Shares of fast-moving consumer goods and automobile companies rose on May 30 after the Indian Meteorological Department announced on Sunday that monsoon has arrived three days earlier than usual in Kerala.
The early arrival of the monsoon along with five percent increase in sowing of kharif crops has significantly improved the outlook for rural demand, which is one of the major drivers of volumes for such companies.
Livelihood of almost 60 percent of the country’s population depends on agriculture, which in turn hinges on southwest monsoon rains brought by the wind from the Indian Ocean.
Rural demand has been under stress over the past few quarters as rising cost of food and fuel amid stagnant incomes forced consumers to focus on only essential items. “For the first time actually we've seen the rural pressure building up. There is a very clear signal that there is a compression in consumption, which is being visible in rural,” Dabur India said on a post-earnings conference call recently.
Even Relaxo Footwears said that it is feeling “more pain” in the rural economy after it announced it March quarter earnings recently.
Much like FMCG companies, automobile manufacturers, too, have faced weak volumes due to cut in discretionary spending in rural areas. The slowdown in the rural economy over the past few quarters has hurt the entry-level two-wheelers segment the hardest.
Market leader Hero MotoCorp reported a 24 percent on-year decline in volumes during the March quarter reflecting the weak demand environment in the rural areas.
“The rural demand is expected to take center stage in the near-term, driven by prediction of normal monsoon, robust Rabi production, higher agriculture prices and government subsidies,” said brokerage firm Sharekhan in a note.

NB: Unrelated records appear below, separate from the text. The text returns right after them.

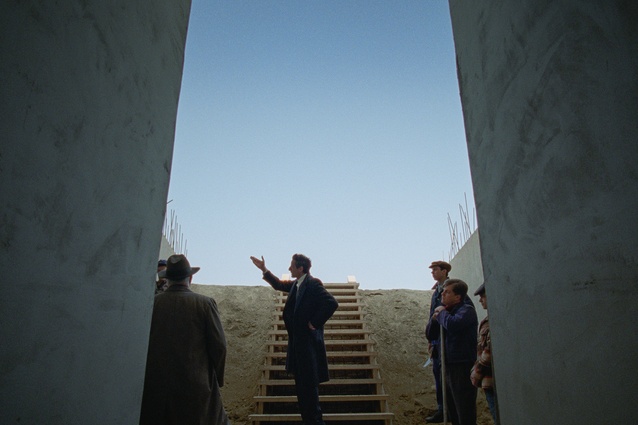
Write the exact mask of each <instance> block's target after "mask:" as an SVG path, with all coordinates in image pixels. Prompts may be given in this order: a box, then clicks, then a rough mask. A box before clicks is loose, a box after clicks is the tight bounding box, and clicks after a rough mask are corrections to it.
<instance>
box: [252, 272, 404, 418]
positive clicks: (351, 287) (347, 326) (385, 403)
mask: <svg viewBox="0 0 638 425" xmlns="http://www.w3.org/2000/svg"><path fill="white" fill-rule="evenodd" d="M324 285H325V287H326V289H327V290H328V291H329V292H330V293H331V294H332V295H333V296H334V297H335V298H336V299H337V301H338V302H339V308H338V309H337V311H336V312H335V313H334V315H333V316H332V318H331V319H330V320H328V322H327V323H326V325H325V328H324V339H325V342H326V351H327V354H328V369H329V371H330V381H328V382H324V383H323V384H321V385H320V386H319V401H320V403H321V410H322V411H323V419H324V421H325V422H326V424H331V425H347V424H361V425H364V424H365V425H391V424H392V419H393V417H394V414H392V413H390V412H388V403H387V400H388V395H387V394H385V393H384V390H383V380H382V379H381V373H380V370H379V365H378V364H377V358H376V352H375V351H374V344H375V343H374V341H373V340H372V339H370V331H369V330H368V329H367V327H366V323H365V321H364V320H363V313H362V297H361V296H360V295H359V291H358V288H359V284H358V283H356V282H349V283H326V284H324ZM286 297H287V294H285V293H281V292H280V293H278V295H277V300H276V306H275V314H274V317H273V328H272V330H271V331H270V332H269V339H268V343H267V345H268V353H267V355H266V359H265V362H264V365H263V367H262V377H261V380H260V382H259V391H258V395H256V396H255V397H254V400H255V403H256V409H255V412H256V413H254V414H252V415H250V420H251V421H252V423H253V424H254V425H258V424H262V423H264V424H265V423H267V424H269V425H277V424H281V425H284V424H285V425H292V424H302V422H301V415H300V414H299V413H298V408H297V397H296V396H295V383H294V379H293V377H292V376H291V375H288V373H287V372H286V371H285V364H286V347H287V345H288V341H287V340H288V336H287V333H286V328H285V326H284V322H283V317H282V312H283V309H284V303H285V302H286Z"/></svg>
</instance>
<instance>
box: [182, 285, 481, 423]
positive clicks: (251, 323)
mask: <svg viewBox="0 0 638 425" xmlns="http://www.w3.org/2000/svg"><path fill="white" fill-rule="evenodd" d="M192 289H193V290H194V291H195V292H198V293H200V294H204V295H207V296H209V297H211V298H213V299H215V301H216V302H217V306H218V307H219V311H220V314H221V316H222V321H223V324H224V330H225V332H226V339H227V343H228V355H227V359H226V376H225V379H224V381H225V384H224V387H223V388H222V397H223V399H224V406H225V407H226V411H227V412H228V415H229V417H230V419H231V421H232V423H233V425H250V422H249V421H248V415H249V414H251V413H252V412H253V409H254V403H253V401H252V397H253V395H255V394H256V391H257V382H258V381H259V378H260V367H261V365H262V363H263V361H264V358H265V353H266V338H267V336H266V335H267V332H268V330H270V328H271V320H272V318H273V316H274V305H275V304H274V296H275V294H276V293H275V291H274V290H272V289H271V288H270V287H268V286H217V285H193V286H192ZM361 294H362V295H363V298H364V302H365V308H364V312H365V318H366V321H367V323H368V327H369V329H370V330H371V331H372V332H373V333H372V338H373V339H374V340H375V341H376V347H375V349H376V350H377V351H378V352H379V356H378V361H379V364H380V365H381V376H382V378H383V379H384V382H385V384H384V385H385V392H386V393H388V394H389V395H390V400H389V406H390V411H392V413H394V415H395V420H394V422H393V423H394V425H416V424H419V425H421V424H423V423H424V418H425V417H426V416H427V415H428V414H429V413H431V412H433V411H434V410H435V409H436V399H435V394H434V380H433V378H432V370H431V368H423V363H425V360H426V359H427V342H426V340H425V335H424V329H425V324H426V320H427V314H428V311H429V305H430V297H431V294H432V292H431V291H415V290H407V289H388V290H375V291H361ZM477 400H478V416H479V417H478V421H477V424H478V425H489V424H492V420H491V418H490V415H489V411H488V410H487V404H486V403H485V399H484V396H483V394H482V393H481V392H480V391H479V394H478V397H477Z"/></svg>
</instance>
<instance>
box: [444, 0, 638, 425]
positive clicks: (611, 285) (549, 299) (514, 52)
mask: <svg viewBox="0 0 638 425" xmlns="http://www.w3.org/2000/svg"><path fill="white" fill-rule="evenodd" d="M450 10H451V15H452V24H453V31H454V42H455V45H456V51H457V61H458V76H459V82H460V89H461V97H462V103H463V113H464V118H465V125H466V133H467V142H468V150H469V156H470V166H471V171H472V178H473V186H474V195H475V200H476V207H477V216H478V224H479V228H480V247H481V252H482V261H483V269H484V274H485V279H486V281H487V288H488V294H489V302H490V318H491V324H492V332H493V344H494V359H495V373H496V382H497V386H498V391H499V402H500V407H501V409H500V412H501V418H502V420H503V423H504V424H517V425H520V424H539V423H544V424H546V423H553V424H563V425H565V424H595V423H600V424H602V423H606V424H609V423H633V422H635V421H636V417H638V404H636V402H635V397H636V394H638V383H637V382H638V381H637V380H636V379H635V377H634V376H633V373H632V372H633V371H635V370H638V355H637V353H638V338H637V335H638V321H636V320H635V312H636V309H635V307H634V303H635V300H636V299H638V285H637V284H636V281H637V280H638V261H637V260H638V244H637V243H636V241H638V222H637V221H636V211H638V172H637V171H636V170H637V168H636V161H637V160H638V143H637V141H638V112H637V111H638V30H637V29H638V25H637V23H638V6H637V5H636V3H634V2H628V1H606V2H578V1H563V2H552V1H537V0H521V1H517V2H502V1H497V0H485V1H480V2H468V1H459V0H451V1H450Z"/></svg>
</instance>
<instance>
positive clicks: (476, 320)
mask: <svg viewBox="0 0 638 425" xmlns="http://www.w3.org/2000/svg"><path fill="white" fill-rule="evenodd" d="M429 267H430V269H431V271H432V277H433V278H434V280H435V281H436V283H435V284H434V286H433V287H432V290H433V293H432V300H431V302H430V315H429V320H428V323H427V325H426V327H425V336H426V338H427V340H428V351H429V352H430V358H431V360H432V371H433V374H434V382H435V388H436V400H437V410H436V411H435V412H434V413H433V414H432V415H430V416H428V417H426V418H425V422H426V423H441V422H444V421H445V422H447V420H448V419H449V420H450V422H451V423H452V424H453V425H476V394H477V389H478V388H482V389H483V391H484V393H485V398H486V400H487V403H488V407H489V410H490V414H491V415H492V419H493V420H494V423H495V424H496V425H498V424H499V420H498V410H497V408H496V389H495V386H494V380H493V378H492V343H491V339H490V328H489V321H488V316H486V317H485V318H484V319H483V320H482V321H481V323H480V325H479V324H478V316H477V314H476V309H475V308H474V303H473V302H472V300H471V299H470V297H469V296H468V293H467V292H468V286H467V284H466V283H465V282H463V281H462V280H460V279H451V278H449V273H450V271H451V270H452V266H451V265H450V264H449V263H447V262H445V261H434V262H432V264H430V266H429ZM474 295H477V296H478V297H479V302H480V303H481V305H482V307H483V308H484V309H485V310H487V294H486V292H485V283H483V284H481V286H479V288H478V289H477V290H476V291H475V292H474Z"/></svg>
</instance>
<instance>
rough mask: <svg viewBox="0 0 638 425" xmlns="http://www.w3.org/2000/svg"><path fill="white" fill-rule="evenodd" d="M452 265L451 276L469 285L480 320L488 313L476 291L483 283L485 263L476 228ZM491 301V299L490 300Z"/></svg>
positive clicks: (468, 287)
mask: <svg viewBox="0 0 638 425" xmlns="http://www.w3.org/2000/svg"><path fill="white" fill-rule="evenodd" d="M450 265H451V266H452V272H451V273H450V277H451V278H456V279H461V280H462V281H464V282H465V283H467V286H468V291H467V293H468V295H469V296H470V298H471V299H472V301H473V302H474V307H476V314H477V315H478V318H479V321H481V320H482V319H483V318H484V317H485V316H486V315H487V313H486V311H485V310H484V309H483V307H481V304H480V303H479V302H478V300H479V297H477V296H476V295H474V291H476V290H477V289H478V287H479V286H481V284H482V283H483V264H482V262H481V247H480V246H479V232H478V230H476V231H475V232H474V233H472V235H471V236H470V237H469V239H468V240H467V241H466V242H465V244H464V245H463V246H462V247H461V249H459V251H458V252H457V253H456V255H455V256H454V258H452V259H451V260H450ZM488 302H489V300H488Z"/></svg>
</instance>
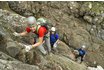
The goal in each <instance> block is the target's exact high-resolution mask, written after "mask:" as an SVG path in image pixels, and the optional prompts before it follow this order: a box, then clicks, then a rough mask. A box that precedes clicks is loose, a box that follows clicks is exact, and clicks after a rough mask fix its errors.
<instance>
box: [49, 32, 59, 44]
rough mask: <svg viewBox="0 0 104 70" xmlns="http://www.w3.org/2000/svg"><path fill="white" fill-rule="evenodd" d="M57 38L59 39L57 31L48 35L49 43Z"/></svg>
mask: <svg viewBox="0 0 104 70" xmlns="http://www.w3.org/2000/svg"><path fill="white" fill-rule="evenodd" d="M58 39H59V35H58V34H57V33H56V34H51V35H50V43H51V44H54V43H55V42H56V41H57V40H58Z"/></svg>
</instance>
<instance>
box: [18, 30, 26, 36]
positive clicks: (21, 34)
mask: <svg viewBox="0 0 104 70" xmlns="http://www.w3.org/2000/svg"><path fill="white" fill-rule="evenodd" d="M19 34H20V36H26V35H27V34H28V32H27V31H25V32H22V33H19Z"/></svg>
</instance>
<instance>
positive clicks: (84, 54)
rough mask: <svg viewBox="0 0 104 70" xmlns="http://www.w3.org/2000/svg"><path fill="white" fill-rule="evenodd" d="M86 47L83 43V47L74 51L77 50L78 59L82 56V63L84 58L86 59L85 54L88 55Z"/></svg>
mask: <svg viewBox="0 0 104 70" xmlns="http://www.w3.org/2000/svg"><path fill="white" fill-rule="evenodd" d="M85 48H86V46H85V45H83V46H82V47H81V48H79V49H77V50H75V51H74V52H76V54H75V58H76V59H77V58H79V57H81V62H80V63H82V62H83V60H84V58H85V55H86V50H85Z"/></svg>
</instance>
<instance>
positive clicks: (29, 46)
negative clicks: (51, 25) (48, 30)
mask: <svg viewBox="0 0 104 70" xmlns="http://www.w3.org/2000/svg"><path fill="white" fill-rule="evenodd" d="M43 20H44V19H42V20H40V21H41V22H42V21H43ZM27 22H28V24H29V26H28V27H27V28H26V30H25V31H24V32H22V33H17V32H14V33H13V34H14V35H15V36H25V35H27V34H29V33H30V32H32V33H35V34H36V36H37V37H34V43H33V44H32V45H28V46H25V47H26V48H25V49H26V51H27V52H28V51H29V50H30V49H32V48H35V47H37V48H38V49H39V50H40V51H41V52H42V53H43V54H44V55H46V54H47V51H46V50H45V48H44V47H43V42H44V40H45V43H46V46H47V47H48V48H49V49H50V38H49V37H48V38H47V39H46V38H45V39H44V37H45V36H49V31H48V29H47V28H46V27H45V26H41V25H38V24H37V22H36V19H35V17H34V16H30V17H28V18H27ZM43 23H45V22H44V21H43Z"/></svg>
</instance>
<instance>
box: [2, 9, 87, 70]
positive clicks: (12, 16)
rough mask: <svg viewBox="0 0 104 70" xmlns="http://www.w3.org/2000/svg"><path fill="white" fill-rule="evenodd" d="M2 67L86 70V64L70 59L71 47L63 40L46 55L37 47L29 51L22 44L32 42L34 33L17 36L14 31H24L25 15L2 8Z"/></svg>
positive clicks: (24, 68)
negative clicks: (29, 41) (75, 61)
mask: <svg viewBox="0 0 104 70" xmlns="http://www.w3.org/2000/svg"><path fill="white" fill-rule="evenodd" d="M0 14H1V16H0V51H1V52H0V69H1V70H76V69H77V68H78V67H79V70H86V69H87V67H86V65H85V64H79V63H76V62H74V61H73V60H71V59H70V57H69V55H70V53H71V49H70V48H69V47H68V46H67V45H66V44H65V43H63V42H62V41H60V43H59V44H58V47H57V50H56V51H52V53H50V54H48V55H46V56H44V55H42V53H41V52H40V51H39V50H38V49H37V48H35V49H31V50H30V51H29V52H26V51H25V50H24V47H23V46H22V45H20V43H21V44H30V42H29V39H31V38H32V34H30V36H26V37H15V36H14V35H13V32H15V31H16V32H22V31H24V30H25V27H26V26H27V24H26V23H24V22H25V21H26V18H25V17H22V16H20V15H18V14H14V13H11V12H9V11H7V10H2V9H0Z"/></svg>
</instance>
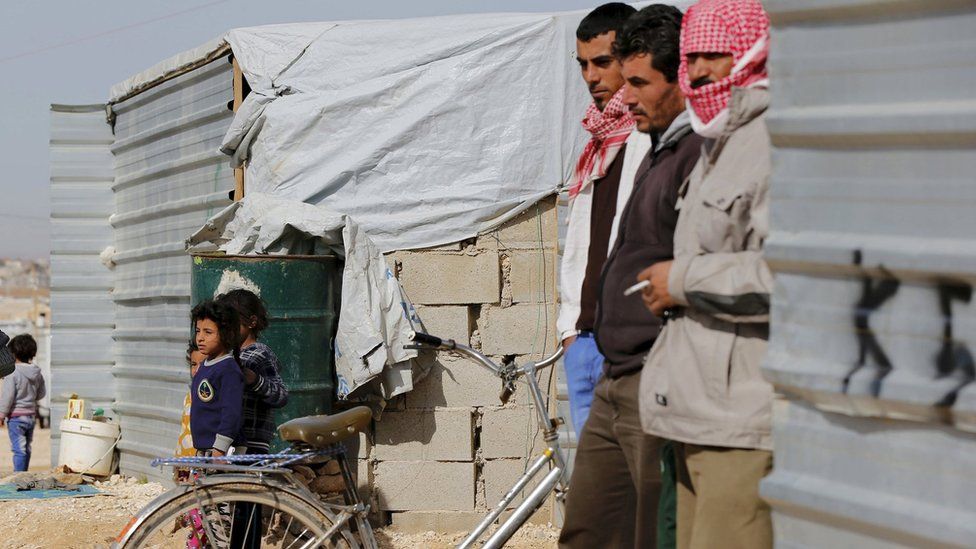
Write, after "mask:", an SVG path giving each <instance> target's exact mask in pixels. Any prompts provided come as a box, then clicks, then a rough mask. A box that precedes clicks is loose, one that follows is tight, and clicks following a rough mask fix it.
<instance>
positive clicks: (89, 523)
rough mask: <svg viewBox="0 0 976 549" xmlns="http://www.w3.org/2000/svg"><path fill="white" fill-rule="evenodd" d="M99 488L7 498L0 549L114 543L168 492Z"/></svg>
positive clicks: (552, 528)
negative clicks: (120, 532) (119, 533)
mask: <svg viewBox="0 0 976 549" xmlns="http://www.w3.org/2000/svg"><path fill="white" fill-rule="evenodd" d="M49 435H50V431H47V430H43V431H42V430H38V431H37V433H36V435H35V441H34V458H33V459H32V461H31V471H48V470H50V460H49V459H48V455H49V453H50V436H49ZM11 470H12V464H11V460H10V447H9V442H8V439H7V433H6V430H0V483H3V482H9V481H10V480H12V479H13V478H16V477H14V476H13V475H12V473H11ZM95 487H96V488H98V489H99V490H101V491H103V492H104V495H99V496H93V497H84V498H58V499H49V500H25V501H5V502H2V503H0V532H2V534H0V548H31V549H34V548H37V549H42V548H43V549H48V548H58V549H61V548H64V549H69V548H85V549H93V548H102V547H108V546H109V544H110V543H111V542H112V540H113V539H114V538H115V536H116V535H118V533H119V531H121V529H122V528H123V527H124V526H125V525H126V523H127V522H128V521H129V519H130V518H131V517H132V515H133V514H134V513H135V512H136V511H138V510H139V509H140V508H142V507H143V506H144V505H145V504H146V503H148V502H149V501H151V500H152V499H153V498H155V497H156V496H158V495H159V494H161V493H163V492H164V491H165V488H164V487H163V486H162V485H160V484H157V483H154V482H150V483H144V482H140V481H138V480H137V479H134V478H125V477H121V476H118V475H115V476H113V477H112V478H111V479H109V480H108V481H106V482H99V483H96V484H95ZM464 536H465V533H463V532H423V533H418V534H406V533H403V532H398V531H396V530H394V529H392V528H382V529H379V530H377V531H376V539H377V542H378V543H379V546H380V548H381V549H406V548H421V547H422V548H430V549H447V548H450V547H454V546H455V545H457V543H459V542H460V541H461V540H462V539H464ZM557 536H558V531H557V530H556V529H554V528H549V527H545V526H537V525H531V524H530V525H526V526H525V527H523V529H522V530H521V531H519V532H518V533H517V534H516V536H515V537H514V538H513V539H512V540H511V542H510V543H509V544H508V545H507V547H511V548H514V549H542V548H552V547H555V546H556V538H557Z"/></svg>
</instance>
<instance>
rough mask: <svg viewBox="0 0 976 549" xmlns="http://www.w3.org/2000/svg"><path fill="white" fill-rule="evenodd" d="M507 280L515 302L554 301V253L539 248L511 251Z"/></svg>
mask: <svg viewBox="0 0 976 549" xmlns="http://www.w3.org/2000/svg"><path fill="white" fill-rule="evenodd" d="M508 280H509V283H510V284H511V287H512V300H513V301H515V303H546V302H555V301H556V293H557V292H556V256H555V254H554V253H552V252H549V251H545V250H541V249H540V250H520V251H513V252H511V272H510V274H509V276H508Z"/></svg>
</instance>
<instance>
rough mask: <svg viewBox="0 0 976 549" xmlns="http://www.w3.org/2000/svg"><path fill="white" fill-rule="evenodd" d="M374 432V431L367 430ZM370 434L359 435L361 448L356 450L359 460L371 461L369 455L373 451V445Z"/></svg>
mask: <svg viewBox="0 0 976 549" xmlns="http://www.w3.org/2000/svg"><path fill="white" fill-rule="evenodd" d="M367 430H368V431H372V429H367ZM369 438H370V433H359V448H357V449H356V457H357V458H358V459H369V453H370V451H371V450H372V449H373V445H372V444H370V442H369Z"/></svg>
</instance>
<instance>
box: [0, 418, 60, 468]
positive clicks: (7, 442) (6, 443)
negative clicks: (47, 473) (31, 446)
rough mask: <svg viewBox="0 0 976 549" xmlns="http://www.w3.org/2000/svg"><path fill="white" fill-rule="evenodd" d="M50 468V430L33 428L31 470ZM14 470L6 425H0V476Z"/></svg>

Further, outlook on the cost side of the business is marginally improving following latest measures by the government and as global commodity prices have eased considerably following a rally in March-April.
For FMCG companies, reduction of import duties on edibles oils and softening of global food prices should ease pressure on their margins after most FMCG companies reported a sharp contraction in profitability in the March quarter.
For automobile companies, government’s steps to lower steel prices by imposing duties on exports as well as efforts to ease supply-chain bottlenecks caused by the pandemic are also expected to ease pressure on margins.
Automobile companies will also hope that the ongoing shortage of semi-conductors shows signs of easing tangibly after wreaking havoc on productions plans for the past 18 months. While commentary on the chip shortage from companies has been incrementally positive, companies still face challenges in securing adequate supply of chips.At 10:40 am, shares of Mahindra & Mahindra, Britannia, Hero MotoCorp, Hindustan Unilever, Emami, TVS Motor and Maruti Suzuki India were 1-3 percent on the National Stock Exchange.